2 拳銃の改造を頼んだら
食後、俺は別の事を思い出して、シイファに言った。
「シイファ、頼みたい事があるんだが」
「なに?」
俺は拳銃を取り出した。日本警察が採用する『M360サクラ』だ。銃身の短い太っちょな感じのリボルバーだが、俺は嫌いじゃない。前に貰った火球の指輪と一緒に、机の上に置く。
「この拳銃に、火球の魔晶石を嵌め込めないか? この銃口から魔法が撃ち出せるといいんだが。できれば弾速を速めたい」
「見せて――重た! ん~、職人に頼めばできると思うけど…」
シイファはそう言いながらトリガーを引く。もう弾は入ってないから安心だが、ちょっとギョッとした。カシャン、と音を立ててシリンダーが回る。

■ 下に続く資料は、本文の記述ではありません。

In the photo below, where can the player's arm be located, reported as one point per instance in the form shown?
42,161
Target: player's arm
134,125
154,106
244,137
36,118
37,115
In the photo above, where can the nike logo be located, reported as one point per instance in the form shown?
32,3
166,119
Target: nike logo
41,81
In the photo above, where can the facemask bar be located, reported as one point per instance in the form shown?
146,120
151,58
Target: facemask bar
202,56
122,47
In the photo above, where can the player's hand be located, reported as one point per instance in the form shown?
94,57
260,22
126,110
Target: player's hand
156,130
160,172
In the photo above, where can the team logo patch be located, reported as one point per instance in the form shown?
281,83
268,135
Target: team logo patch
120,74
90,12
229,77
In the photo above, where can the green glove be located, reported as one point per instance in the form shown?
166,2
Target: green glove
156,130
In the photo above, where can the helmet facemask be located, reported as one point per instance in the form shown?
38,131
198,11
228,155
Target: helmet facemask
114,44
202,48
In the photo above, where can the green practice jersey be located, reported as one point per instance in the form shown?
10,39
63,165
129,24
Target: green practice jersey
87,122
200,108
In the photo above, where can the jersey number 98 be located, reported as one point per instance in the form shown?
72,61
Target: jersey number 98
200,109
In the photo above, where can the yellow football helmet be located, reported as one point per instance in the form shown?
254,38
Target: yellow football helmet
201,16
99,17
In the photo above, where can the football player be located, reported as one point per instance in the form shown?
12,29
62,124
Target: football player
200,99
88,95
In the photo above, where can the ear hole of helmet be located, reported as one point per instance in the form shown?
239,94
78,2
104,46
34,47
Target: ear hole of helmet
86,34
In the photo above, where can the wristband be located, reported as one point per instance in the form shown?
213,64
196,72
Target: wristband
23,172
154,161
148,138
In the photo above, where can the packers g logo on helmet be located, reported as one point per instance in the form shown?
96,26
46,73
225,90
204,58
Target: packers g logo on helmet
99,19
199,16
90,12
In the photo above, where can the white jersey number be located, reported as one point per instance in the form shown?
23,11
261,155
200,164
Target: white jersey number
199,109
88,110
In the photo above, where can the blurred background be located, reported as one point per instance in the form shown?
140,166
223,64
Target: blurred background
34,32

「へ~、これ引くと、一個ずつ穴が動くのね。この穴に魔晶石を嵌め込むとして……穴は五つ開いてるよ。他の穴に別の魔法入れる? キィにも勉強が必要だけど」
「勉強が必要なのか……」
気力が使えるだけでなく、魔法も必要に応じて使い分け、その威力も高める方がいいに違いない。
「そうだな。学習もして、魔法の力も高めたいところだ。シイファ、教えてもらえるか?」
俺がそう言うと、シイファはここぞとばかりの得意顔を見せた。
「いいわよ。なにせあたしは王子の教育係なんですから。ちょっと、お高くつきますけどー」
「有料なのかよ」
俺たちのやりとりに、ニャコが傍で爆笑した。
*
三日もヴォルガと格闘戦をやってると、少し判ってきた。
常に満タンに気力を充実させるのではなく、打つ時には打つ拳や蹴り足に気力を込める。打たれる時には、そのタイミングに合わせて気力を充実させる。そうやって必要な時に大きな力を出すことが必要なのだ。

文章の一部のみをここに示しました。